Windows Apps and Hadoop - Interoperability Options

Windows offers the largest and richest set of enterprise-wide end-user business tools.These tools can be used for analysis, visualization and for slicing and dicing the underlying data. As more and more enterprises embrace big data and Hadoop, the need for interoperability between the two is also growing. As you may note that Hadoop is from the Linux stable. And it should not come as a surprise to anyone that it can be daunting to  inter-operate the two together. This post presents some basics of your interoperability options.

The diagram below depicts the relationship between various elements of the technology stacks for Windows, Hadoop and deployment cloud architectures.
Windows Hadoop Interop

Quick takeaways

  • If you have only Windows/.NET skilled developers and administrators, then you should go with HDInsight product using Windows Azure cloud.
  •  If you have Linux admins but Windows/.NET developers then you have the option of either having a private Linux cloud or use a service like Rackspace to host your Hadoop cluster. 
  • There is no one-size-fits-all approach here. You will need to look around your company and decide.
Assumption here is that all of your business analysts and data science folks are familiar with Windows tools.

Source: Microsoft.com

Interoperability Options

APIs and Drivers

  • Microsoft .NET SDK for Hadoop. This kit provides .NET API access to aspects of HDInsight including HDFS, HCatalag, Oozie and Ambari, and also some Powershell scripts for cluster management. There are also libraries for MapReduce and LINQ to Hive. The latter is really interesting as it builds on the established technology for .NET developers to access most data sources to deliver the capabilities of Hadoop.
  • Microsoft Hive ODBC Driver. This driver enables the connection from Hive to Excel.
  • Microsoft .NET Map Reduce API For Hadoop Recently Microsoft released the .NET API to connect with Map/Reduce functionality of Hadoop Streaming.

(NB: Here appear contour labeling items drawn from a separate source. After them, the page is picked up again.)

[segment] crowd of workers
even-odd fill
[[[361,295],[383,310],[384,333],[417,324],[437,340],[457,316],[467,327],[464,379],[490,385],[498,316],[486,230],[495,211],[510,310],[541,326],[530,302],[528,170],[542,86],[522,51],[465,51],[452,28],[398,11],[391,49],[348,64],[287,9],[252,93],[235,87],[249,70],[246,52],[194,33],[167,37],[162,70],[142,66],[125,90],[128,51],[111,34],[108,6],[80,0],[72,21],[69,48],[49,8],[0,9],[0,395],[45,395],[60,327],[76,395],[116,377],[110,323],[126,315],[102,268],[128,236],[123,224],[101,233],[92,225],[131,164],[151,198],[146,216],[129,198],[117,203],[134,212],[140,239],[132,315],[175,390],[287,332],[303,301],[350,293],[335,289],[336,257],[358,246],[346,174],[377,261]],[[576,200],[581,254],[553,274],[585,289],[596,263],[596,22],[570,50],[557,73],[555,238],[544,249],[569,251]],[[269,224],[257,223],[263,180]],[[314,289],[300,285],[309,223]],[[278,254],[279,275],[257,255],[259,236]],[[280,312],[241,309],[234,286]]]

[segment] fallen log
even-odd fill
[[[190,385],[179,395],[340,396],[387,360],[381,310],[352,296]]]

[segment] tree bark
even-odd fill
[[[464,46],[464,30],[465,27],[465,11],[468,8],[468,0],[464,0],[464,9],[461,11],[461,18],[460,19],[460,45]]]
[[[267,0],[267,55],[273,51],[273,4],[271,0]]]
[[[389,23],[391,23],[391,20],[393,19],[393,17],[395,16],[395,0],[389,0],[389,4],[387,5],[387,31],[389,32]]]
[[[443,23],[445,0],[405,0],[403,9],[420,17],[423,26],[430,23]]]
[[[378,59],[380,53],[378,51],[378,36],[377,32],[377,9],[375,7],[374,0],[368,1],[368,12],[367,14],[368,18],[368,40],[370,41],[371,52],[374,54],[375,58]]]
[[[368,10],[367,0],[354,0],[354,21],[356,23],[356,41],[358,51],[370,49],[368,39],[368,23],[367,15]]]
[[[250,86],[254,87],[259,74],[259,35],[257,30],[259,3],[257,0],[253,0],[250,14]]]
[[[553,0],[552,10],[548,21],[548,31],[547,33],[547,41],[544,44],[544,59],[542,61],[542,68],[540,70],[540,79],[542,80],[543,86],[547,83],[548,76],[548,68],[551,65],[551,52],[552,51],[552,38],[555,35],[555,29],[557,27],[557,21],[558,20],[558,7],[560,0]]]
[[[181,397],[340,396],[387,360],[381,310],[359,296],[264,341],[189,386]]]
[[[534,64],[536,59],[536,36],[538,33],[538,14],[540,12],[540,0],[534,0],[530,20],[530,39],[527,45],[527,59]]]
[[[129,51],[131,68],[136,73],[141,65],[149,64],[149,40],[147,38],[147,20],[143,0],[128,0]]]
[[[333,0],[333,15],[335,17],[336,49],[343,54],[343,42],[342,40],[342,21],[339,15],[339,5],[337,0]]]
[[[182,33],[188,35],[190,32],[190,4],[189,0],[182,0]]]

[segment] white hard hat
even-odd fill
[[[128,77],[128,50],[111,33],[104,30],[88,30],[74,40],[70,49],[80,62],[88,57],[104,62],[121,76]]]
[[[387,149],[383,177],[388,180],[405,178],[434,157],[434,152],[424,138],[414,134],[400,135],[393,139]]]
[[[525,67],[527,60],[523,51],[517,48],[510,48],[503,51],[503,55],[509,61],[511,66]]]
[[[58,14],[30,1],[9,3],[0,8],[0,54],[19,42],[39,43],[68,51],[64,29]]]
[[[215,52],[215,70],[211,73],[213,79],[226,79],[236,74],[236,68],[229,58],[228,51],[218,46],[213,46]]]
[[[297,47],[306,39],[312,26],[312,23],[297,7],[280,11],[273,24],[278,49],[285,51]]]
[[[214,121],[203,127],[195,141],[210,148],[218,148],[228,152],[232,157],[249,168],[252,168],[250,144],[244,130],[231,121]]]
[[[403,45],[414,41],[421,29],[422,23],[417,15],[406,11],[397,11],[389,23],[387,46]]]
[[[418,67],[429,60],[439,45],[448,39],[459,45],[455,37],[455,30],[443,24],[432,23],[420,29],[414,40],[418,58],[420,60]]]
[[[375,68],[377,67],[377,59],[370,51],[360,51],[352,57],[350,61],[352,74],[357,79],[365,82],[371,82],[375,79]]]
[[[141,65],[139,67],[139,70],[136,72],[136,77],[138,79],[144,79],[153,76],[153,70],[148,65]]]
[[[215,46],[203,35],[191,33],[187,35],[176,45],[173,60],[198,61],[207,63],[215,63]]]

Data Explorer Plugin for Excel

This is the easiest way to slice, dice and visualize data sitting in a Hadoop cluster. Please see my earlier post on Data Explorer Plugin.

Support for Third Party Tools

Many businesses are finding that they need to use third party software that may not support Hadoop ecosystem natively. This is where you want to use tools such as Talend, Pentaho and others. With these tools you can either import data to databases that are supported by your favorite tool or comma separated value files (CSVs) can always be relied upon.